To achieve its ambitious aims, the STRIKE brigade needs more resources and a better plan. Operating in multiple tiny groups is not going to solve any problem, nor cancel any existing vulnerability.

I agree with RUSI that the passage from concept to force is difficult, expansive and long. We cannot expect everything to be perfect from day one.
But we should not support a concept with so many logical chasms in it. If even the concept looks unworkable, the Force that follows will not do any better.
Ultimately, if the passage from Concept to Force is too expensive and can’t be resourced, it might just be better to work on a different concept. It comes down to how many compromises it is worth accepting to carry on with a project that, everyone agrees, cannot go in the direction it should be going.
Is dropping to 2 tank regiments an acceptable cost for this new force? Is the truncated modernization of Heavy Armour (ABSV again lost in the mist, WCSP cut back to the bare minimum, AJAX robbed out of the armoured brigades to build up STRIKE…) a fair price to pay to build up another kind of brigade, equally incomplete / sub-optimal?

RUSI has very quickly liquidated the very important question “why should it be the UK that races a lightly armed brigade all the way to the Baltic in a crisis?”. I appreciate that showing unwavering commitment to Article 5 is a priority, but no one has ordered the UK to do it through this method. The UK has much to give and its credibility as a NATO member can be maintained, or even enhanced, investing in other areas.
I’ve mentioned HETs and LETs. Having a powerful, large transport element capable to project forwards a large armoured formation via road, and restoring an effective railway capability, would arguably be even more important, as well as cheaper.

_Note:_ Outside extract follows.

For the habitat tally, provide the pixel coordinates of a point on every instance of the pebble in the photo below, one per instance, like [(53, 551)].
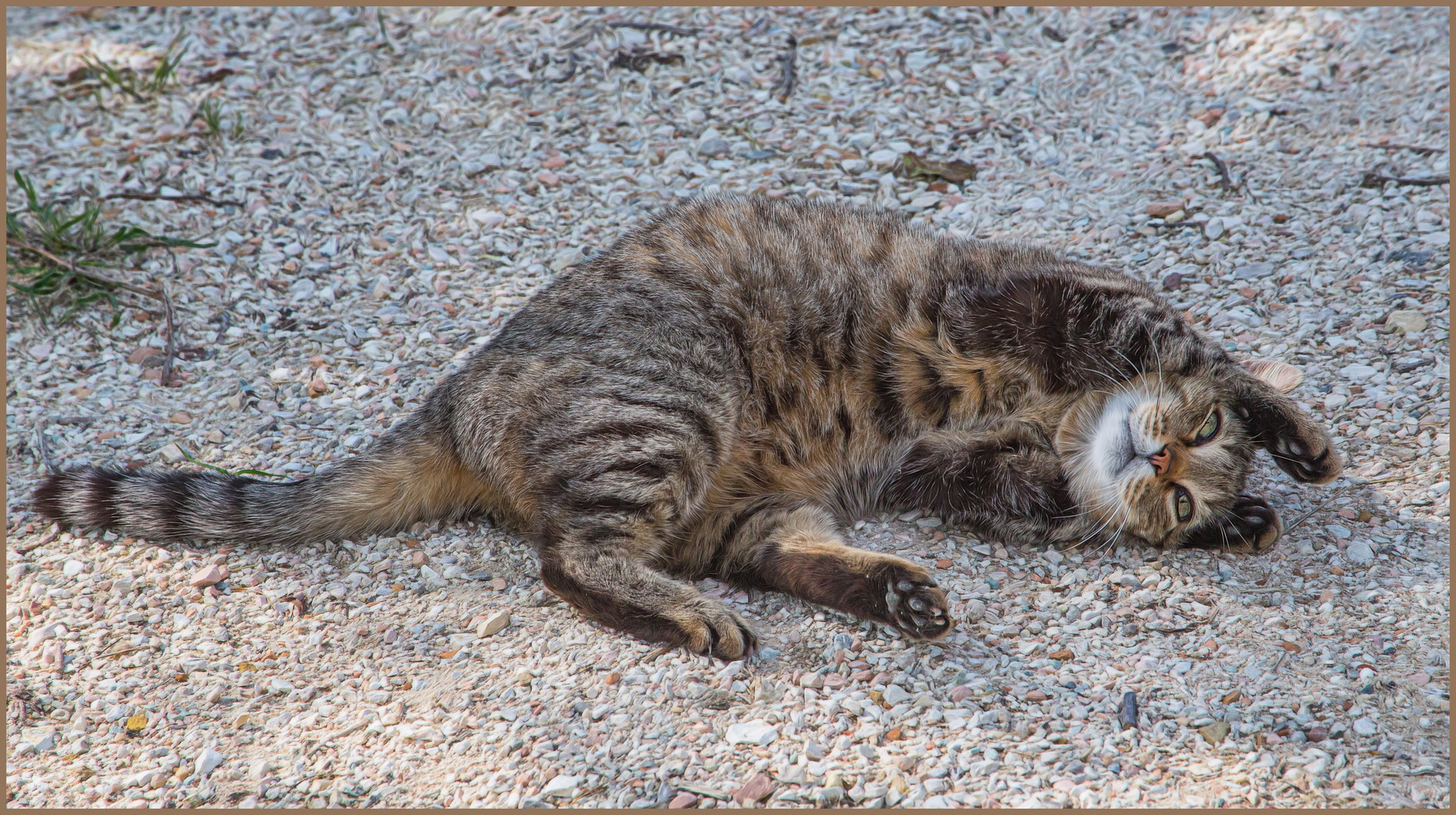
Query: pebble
[(1404, 321), (496, 623), (389, 283), (1365, 727), (757, 788), (1254, 271), (208, 575), (207, 761), (562, 786), (1359, 552), (754, 733)]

If we are convinced that wheels are truly the future, there are other ways to get to them. Instead of using the STRIKE brigade as a stepping stone, the Army could use the armoured brigades themselves.
The WARRIOR CSP could be sacrificed, its turrets put on BOXERs, and the Armoured Brigades could be “STRIKE-ized”, at least in part, with a strong road-mobile infantry element, followed closely by AJAX, back in the role for which it was designed and procured, and upgraded CHALLENGER 2s riding on new, more numerous HETs.
It is not a perfect scenario either, but arguably makes more sense in many ways.